Hub maker for Nissan – guaranteed process control
Renishaw's tool setting solution aids competitiveness at leading UK automotive supplier. One of the most efficient suppliers to Nissan, UK, is Geo. W. King Ltd, where a high degree of manufacturing automation, including Renishaw probe systems, has been put in place.
In 1996, triggered by Nissan's make-or-buy policy, and a strategic decision to out source the hubs for their 4-wheel drive models, Geo. W. King secured the contract for their manufacture. The installation of a bespoke ‘Flange Cell' in 1997, was initially conceived by an internal project management team, as part of the successful pitch. The cell consists of turning, heat treatment, drilling, broaching, grinding, sub-assembly, final inspection, and wash-and-pack operations. Each operation is an automated cell within a cell, all served by an Ewab conveyor system, as Production Manager, Andy Emmerson explained.
“A fully automated line; assessor operators with a thorough understanding of the operation, service the machine tools and oversee the lights out operation, where raw product becomes a finished component. The line has a conveyor system, ‘the main highway', which runs around the cell. Raw material in the shape of air-cooled steel forgings, placed on bespoke fixtures, are loaded manually on to the conveyor, and carried to ‘satellites', from which a variety of robotic load/unload systems present a component for machining. The satellites are filled on a ‘one for one' basis as a machined component exits. Until called into the satellite, waiting products remain on the main highway.
Manufacturing the hubs for each of the models, the first and most important of the machining operations comprises four, twin-spindle CNC lathes, each fitted with Renishaw's HPRA tool setting arms. The lathes are dedicated in pairs to each model, and electronic sensors around the highway ensure that the relevant part is conveyed to the assigned machining operation. However, depending on demand, flexibility exists to utilise any number of the lathes for a particular model.

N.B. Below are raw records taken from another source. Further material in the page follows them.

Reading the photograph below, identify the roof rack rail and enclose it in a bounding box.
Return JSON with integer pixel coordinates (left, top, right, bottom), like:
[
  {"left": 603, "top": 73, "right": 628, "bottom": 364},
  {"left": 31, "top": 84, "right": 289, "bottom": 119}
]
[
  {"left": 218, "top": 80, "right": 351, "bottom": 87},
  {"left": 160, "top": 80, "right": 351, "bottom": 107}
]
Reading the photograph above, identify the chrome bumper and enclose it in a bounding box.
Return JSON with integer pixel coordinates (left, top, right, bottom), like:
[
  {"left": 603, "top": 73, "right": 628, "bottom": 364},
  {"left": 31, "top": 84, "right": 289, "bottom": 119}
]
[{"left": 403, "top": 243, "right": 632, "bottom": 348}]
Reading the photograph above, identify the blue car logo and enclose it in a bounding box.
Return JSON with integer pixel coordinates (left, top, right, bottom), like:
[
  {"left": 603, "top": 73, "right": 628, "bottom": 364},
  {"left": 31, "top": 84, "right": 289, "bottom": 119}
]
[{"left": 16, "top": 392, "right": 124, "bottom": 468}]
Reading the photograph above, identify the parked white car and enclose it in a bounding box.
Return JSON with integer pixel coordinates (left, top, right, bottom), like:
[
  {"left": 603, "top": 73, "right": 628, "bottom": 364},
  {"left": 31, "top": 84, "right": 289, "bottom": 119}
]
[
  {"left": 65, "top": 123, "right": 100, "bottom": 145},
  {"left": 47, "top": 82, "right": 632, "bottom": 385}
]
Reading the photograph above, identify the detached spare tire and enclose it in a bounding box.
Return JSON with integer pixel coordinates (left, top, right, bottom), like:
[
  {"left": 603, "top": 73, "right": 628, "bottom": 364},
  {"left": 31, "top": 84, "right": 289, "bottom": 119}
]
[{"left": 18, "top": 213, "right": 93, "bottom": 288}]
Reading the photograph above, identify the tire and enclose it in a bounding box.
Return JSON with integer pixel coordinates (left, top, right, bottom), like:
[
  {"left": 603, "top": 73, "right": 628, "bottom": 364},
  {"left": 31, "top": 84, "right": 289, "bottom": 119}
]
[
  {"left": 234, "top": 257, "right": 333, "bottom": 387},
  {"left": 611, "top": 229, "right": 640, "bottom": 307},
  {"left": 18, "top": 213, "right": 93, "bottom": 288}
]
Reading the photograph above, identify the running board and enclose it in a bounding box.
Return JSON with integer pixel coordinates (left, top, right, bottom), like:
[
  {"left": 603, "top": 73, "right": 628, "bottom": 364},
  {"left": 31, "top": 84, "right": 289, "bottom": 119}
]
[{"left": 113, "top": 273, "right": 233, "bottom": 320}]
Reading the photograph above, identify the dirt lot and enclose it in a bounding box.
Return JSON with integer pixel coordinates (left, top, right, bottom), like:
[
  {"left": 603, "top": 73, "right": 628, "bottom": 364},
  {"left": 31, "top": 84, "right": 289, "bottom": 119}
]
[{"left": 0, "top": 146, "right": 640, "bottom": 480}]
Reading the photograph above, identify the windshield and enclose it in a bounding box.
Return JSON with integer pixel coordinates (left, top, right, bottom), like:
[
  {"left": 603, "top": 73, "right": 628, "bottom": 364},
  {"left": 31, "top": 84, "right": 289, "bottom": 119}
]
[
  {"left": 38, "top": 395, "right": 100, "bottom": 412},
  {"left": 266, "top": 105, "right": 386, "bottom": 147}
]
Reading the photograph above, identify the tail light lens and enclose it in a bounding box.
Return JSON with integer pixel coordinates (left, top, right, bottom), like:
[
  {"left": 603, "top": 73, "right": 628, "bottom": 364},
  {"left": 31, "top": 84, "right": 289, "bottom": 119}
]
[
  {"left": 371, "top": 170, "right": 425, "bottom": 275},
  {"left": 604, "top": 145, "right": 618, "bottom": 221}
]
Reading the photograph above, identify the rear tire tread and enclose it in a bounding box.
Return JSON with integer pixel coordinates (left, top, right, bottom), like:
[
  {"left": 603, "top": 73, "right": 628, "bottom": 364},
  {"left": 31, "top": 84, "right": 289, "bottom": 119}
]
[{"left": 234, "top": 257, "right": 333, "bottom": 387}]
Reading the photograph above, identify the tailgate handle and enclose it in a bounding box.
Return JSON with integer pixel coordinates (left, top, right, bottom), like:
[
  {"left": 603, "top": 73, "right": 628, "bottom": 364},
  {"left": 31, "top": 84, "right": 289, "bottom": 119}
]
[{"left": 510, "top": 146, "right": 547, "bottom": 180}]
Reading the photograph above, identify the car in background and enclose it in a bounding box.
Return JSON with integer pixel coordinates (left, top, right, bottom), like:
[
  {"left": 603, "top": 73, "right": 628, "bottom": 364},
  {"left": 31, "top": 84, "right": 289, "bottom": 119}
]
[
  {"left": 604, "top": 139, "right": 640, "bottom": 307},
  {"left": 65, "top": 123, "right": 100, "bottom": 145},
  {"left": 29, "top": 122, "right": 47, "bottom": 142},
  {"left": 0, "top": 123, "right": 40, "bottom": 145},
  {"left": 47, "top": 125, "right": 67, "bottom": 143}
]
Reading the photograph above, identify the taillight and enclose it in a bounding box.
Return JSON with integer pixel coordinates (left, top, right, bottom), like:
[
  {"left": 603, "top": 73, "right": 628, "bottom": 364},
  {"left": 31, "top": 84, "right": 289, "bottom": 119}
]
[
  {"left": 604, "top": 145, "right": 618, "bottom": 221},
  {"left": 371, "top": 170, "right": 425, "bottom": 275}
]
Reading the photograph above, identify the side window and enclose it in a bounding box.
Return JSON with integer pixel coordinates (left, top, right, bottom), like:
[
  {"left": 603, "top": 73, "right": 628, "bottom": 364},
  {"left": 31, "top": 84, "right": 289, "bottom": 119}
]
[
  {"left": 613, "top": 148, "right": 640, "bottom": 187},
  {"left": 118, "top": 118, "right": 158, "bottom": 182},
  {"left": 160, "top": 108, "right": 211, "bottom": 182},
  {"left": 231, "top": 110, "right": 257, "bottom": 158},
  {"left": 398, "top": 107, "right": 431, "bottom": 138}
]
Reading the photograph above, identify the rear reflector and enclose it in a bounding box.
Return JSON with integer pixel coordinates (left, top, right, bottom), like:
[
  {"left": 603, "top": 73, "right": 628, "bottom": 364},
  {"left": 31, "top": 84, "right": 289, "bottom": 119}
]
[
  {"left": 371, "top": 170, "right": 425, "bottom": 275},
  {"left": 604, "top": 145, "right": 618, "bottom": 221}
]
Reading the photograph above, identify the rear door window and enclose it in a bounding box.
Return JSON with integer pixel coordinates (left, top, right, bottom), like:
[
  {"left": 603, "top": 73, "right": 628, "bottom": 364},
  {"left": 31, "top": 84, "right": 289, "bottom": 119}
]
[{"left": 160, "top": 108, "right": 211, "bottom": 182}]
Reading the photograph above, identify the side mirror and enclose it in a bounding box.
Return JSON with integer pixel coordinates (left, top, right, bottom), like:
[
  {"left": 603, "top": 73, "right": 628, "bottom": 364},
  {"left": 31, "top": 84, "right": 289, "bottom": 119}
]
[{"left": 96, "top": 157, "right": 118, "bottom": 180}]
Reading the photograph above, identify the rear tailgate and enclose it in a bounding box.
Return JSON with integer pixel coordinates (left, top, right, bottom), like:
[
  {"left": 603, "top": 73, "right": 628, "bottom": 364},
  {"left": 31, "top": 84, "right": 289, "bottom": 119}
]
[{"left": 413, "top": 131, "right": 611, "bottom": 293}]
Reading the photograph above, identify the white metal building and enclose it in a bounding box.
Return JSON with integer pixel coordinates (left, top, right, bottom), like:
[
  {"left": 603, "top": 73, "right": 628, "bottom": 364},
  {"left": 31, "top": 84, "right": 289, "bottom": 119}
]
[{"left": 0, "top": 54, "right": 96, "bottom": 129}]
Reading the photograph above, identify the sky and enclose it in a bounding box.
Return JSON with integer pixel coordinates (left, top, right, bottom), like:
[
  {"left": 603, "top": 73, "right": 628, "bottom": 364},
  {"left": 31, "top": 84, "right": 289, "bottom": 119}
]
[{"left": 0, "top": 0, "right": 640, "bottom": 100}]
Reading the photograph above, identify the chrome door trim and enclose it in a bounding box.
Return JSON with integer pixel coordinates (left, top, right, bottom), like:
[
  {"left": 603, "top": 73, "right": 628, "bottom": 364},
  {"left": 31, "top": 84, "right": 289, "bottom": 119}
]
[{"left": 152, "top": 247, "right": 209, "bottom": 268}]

“A load/unload robot, integral to each of the lathes, picks up a forging and feeds it into the chuck for the first of two turning operations,” continued Emmerson. “The part is rotated, and after repeating the turning operation, the machined component is delivered into an electronic gauging operation at the rear of each lathe. Conducting 100% post-process inspection guarantees information is relayed back to the lathe in relation to size etc, for subsequent operations. This inspection routine is carried out on each operation. If a part fails any aspect of the quality checks it will be sent to a quarantine chute, but to date no rework has been necessary.”
In relation to the lathe cycle time, a ‘known' machine operation, the minimum number of tools is backed up by sister tooling stored in the carousel. A tool management system is in place, that with a known tool life will see an alarm signify the need for a complete tool change after 4 hours of unmanned running. Having replaced the tools, the Renishaw HPRA tool setting arm is located into a fixed base within the lathe, and a program is called up by the operator to run a mini-sequence using the arm. This automatically corrects offsets and ensures each tool is in position to start the machining sequence. This operation is repeated in the second cabin of the twin-spindle lathe.
“The Renishaw HPRA was not part of the initial cell concept and needed to be reviewed.” stated Emmerson. “We were generating too much scrap using optical presetters to measure our KM units. Also, following this form of measurement, a bank of data of some 150 characters had to be typed into the CNC control by the operator. One human error could result in crashing a £200K machine tool. We could have opted for direct feedback from the presetters, but the Renishaw option was more cost-effective. Today, the repeatability is guaranteed, operator error is minimised, and scrap rates eliminated.”
From the lathes, each turned part is conveyed to a heat treatment operation which tempers the bearing journal. Having been machined, mechanical flagging identifies each operation. A pick-and-place unit presents each part from a carousel and places it onto the track, as is the case outside any of the robotised machine cells. This is followed by independent broaching, drilling, and first and second operation CNC grinding - each dedicated to a specific model.
"Since the very first run, we are certain that our automated line is as productive as anywhere in the world and with the technological capabilities of our cell partners, we will continue to win business. One thing is certain; all future machines will come fitted with Renishaw probing,” concluded Andy Emmerson.